By Greg Harris
I recently exchanged a few emails with a Jameco customer from Redding, California and thought his was a story worth sharing. We know our customers have great technical capabilities, but when life throws curve balls, sometimes engineering skills are just not enough.
Bruce was clearly born into technology. He had been earning a living designing things since the age of 19, but forty years later he found himself unemployed and wondering if he was still employable. He faced a challenge that couldn't simply be fixed by plugging in a soldering iron.
Bruce's father was a scientist and he recalled fondly working in his dad's lab from the time he was 10. He began by cleaning glassware, soldering copper pipe and wiring control panels. Bruce got a jump on the rest of us and was actually designing and fabricating automation equipment by 19. Like a gifted athlete, Bruce put off college and followed his career passion. He did eventually get his degree, but didn't even start college until the age of 27.
Bruce's career was one success after another and he felt that he was "forced" to move up the corporate ladder to positions of increasing responsibility. As his responsibilities grew he did less and less with his hands and got further away from the technology but Bruce didn't complain. In 2008, and largely through Bruce's efforts, his company was sold. And while this represented a huge success for the owners of the company, it meant Bruce had successfully worked his way out of a job.

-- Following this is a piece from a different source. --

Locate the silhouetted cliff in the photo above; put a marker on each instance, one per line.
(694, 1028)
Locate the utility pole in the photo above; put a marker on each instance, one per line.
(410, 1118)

Like many people who've led successful careers there was little concern at first but as the months ticked by the challenge of finding an appropriate job grew. Bruce's career had grown away from the technology and more toward management. There were few management opportunities and he didn't have all technology skills of many his junior. Despite 40 years of professional success, Bruce found that his core skills were not perfectly suited for this new challenge of finding a new job.
Finding the right job, even during a strong economy, is difficult. Employers and job candidates alike spend just a few hours chatting, both on their best behavior, before deciding if they want to make a long-term commitment to each other. Imagine going on a few dates and having to decide if you should get married! Think about the challenge of attracting a member of the opposite sex in a crowded bar scene, and you'll understand the difficulty of finding a job.
In my own network of friends I've seen people evolve through a range of phases during a protracted job search.
Phase 1 = Confidence. Successful people know what value they can add and are confident that their skills will be instantly recognized. In this phase you hear things like, "I'm not going to even think about looking for a job for a few months." While the skills may be solid, finding the right match takes lots of looking and sadly many of my friends entered the next phase.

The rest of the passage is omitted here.